New tool seeks to answer the question: can an organic chemist’s intuition be quantified?

Organic synthesis is often heralded as more art than science. An organic chemist’s eye for complexity, breaking down structures into simpler forms, is honed and nurtured over decades. But, is it possible to take this seemingly intangible skill and quantify it, putting a simple number on how complex a chemical structure actually is? 

Process chemists Martin Eastgate and Jun Li, at Bristol-Myers Squibb (BMS) in the US have developed a tool to do just that, generating a unique index they have termed a molecule’s ‘current complexity’, which also accounts for changes over time due to the impact of new technologies.1

According to Eastgate, the idea for the tool was born out of their recent attempts to synthesise JAK2 inhibitor BMS-911543. A new transformation radically changed their ability to prepare the compound, enabling an eight rather than 19 step synthesis.2 ‘When I reflected on what we had achieved, the molecule no longer looked as tough as it once had,’ says Eastgate. ‘The beauty of the structure remained, but my perception of the challenge it posed had altered.’

The index is based on a community's perception of complexity, within the context of current technology

This led to an interest in understanding how the process of making molecules at BMS had evolved and how process advances had made structures simpler. ‘It was clear that no one could address these questions accurately, so we decided to approach this problem ourselves,’ says Eastgate.
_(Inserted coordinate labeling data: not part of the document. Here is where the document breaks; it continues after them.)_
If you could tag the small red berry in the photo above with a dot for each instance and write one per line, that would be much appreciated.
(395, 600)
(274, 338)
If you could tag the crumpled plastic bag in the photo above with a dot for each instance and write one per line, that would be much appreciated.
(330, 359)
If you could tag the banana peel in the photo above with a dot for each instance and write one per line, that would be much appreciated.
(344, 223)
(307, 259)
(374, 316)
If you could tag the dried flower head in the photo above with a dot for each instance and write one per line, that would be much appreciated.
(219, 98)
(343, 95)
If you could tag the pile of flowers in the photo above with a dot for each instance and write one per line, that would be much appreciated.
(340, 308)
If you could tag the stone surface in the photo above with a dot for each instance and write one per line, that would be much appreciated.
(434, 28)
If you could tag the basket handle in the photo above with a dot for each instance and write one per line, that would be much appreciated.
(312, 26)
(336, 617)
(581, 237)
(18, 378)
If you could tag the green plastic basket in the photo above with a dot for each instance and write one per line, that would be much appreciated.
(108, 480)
The ensuing research resulted in the current complexity index, which was based on an analysis of collective intelligence from a group of 18 synthetic chemists asked to rank 40 molecules in terms of their perceived complexity. The data obtained from the chemist’s intuition was then refined by considering a large series of intrinsic and extrinsic factors and applying a Bayesian regression model to determine the five major factors that impacted the complexity of a structure the most. These are as follows: (i) the structure’s molecular topological index (as proposed by Randic);3 (ii) the number of stereogenic centres established in the synthesis; (iii) the number of heteroatoms on and in aromatic rings; (iv) the number of steps and (v) ideality of the route (as defined by Phil Baran in 2010).4 (i) and (iii) are intrinsic and unchangeable, whereas the others are extrinsic variables reflecting advances that occur over time. From this was established an easily comprehensible 1–10 rating scale, with 1 being the most complex and 10 being least complex.

Strychnine has become easier to make over time

As an example, Eastgate and Li examined strychnine. Their current complexity index illustrated how advances in techniques and technologies have reduced the complexity of strychinine from a score of 2.14, for Robert Woodward’s original synthesis,5 to 3.75, for Chris Vanderwal’s in 2011.6

Convincing the community

The idea of trying to assign the complexity of a molecular structure a number has been around for some time with chemistry titans such as Robert Woodward and EJ Corey failing to find a suitable solution. As pointed out by Johann Gasteiger, an expert in cheminformatics at the University of Erlangen-Nürnberg, Germany, ‘even with the advent of computers, no system has found broad acceptance among the organic community’. Gasteiger feels the reasons for this are manifold, but not least because of community resistance as many organic chemists consider ‘synthesis design as an “art” where computers should not have a place’.

This view is backed by organic chemist Scott Snyder of the Scripps Research Institute, in the US, who says ‘it could be compared to deciding which painting is superior or which piece of music is more pleasing to the ear.’ However, Gasteiger surmises that, looking at the large, distribution of merit values assigned by the chemists, even within Li and Eastgate’s study to the same molecule, it clearly shows that a more ‘unbiased approach to the definition of the complexity of organic molecules is urgently needed.’

Eastgate is convinced that this model is on its way to meeting this need because unlike previous efforts, such as that of Peter Ertl and Ansgar Schuffenhauer,7 the concept of current complexity actually accounts for our perception of complexity not being totally fixed over time. It’s this aspect that appeals most to Snyder as he feels it ‘allows for the inclusion of advances in the field, something which past approaches have not considered or handled with particular aplomb.’

The assessment tool is still in its early stages of development and currently only stands as a proof-of-method. ‘It would be fantastic to develop a web based game as a ranking mechanism,’ says Eastgate ‘increasing both the number of raters and the molecules assessed would improve the quality of our model.’

The tool is already in use at BMS, but the ultimate aim would be to incorporate this method into a synthetic route design engine to assess the potential impact a proposed synthetic approach could have on the complexity of the system in question. 

Accounting for the passage of time may be what makes this model unique. And as Snyder points out time will also evaluate the model’s usefulness, ‘but for now it is a provocative and interesting method of assessment of complexity.’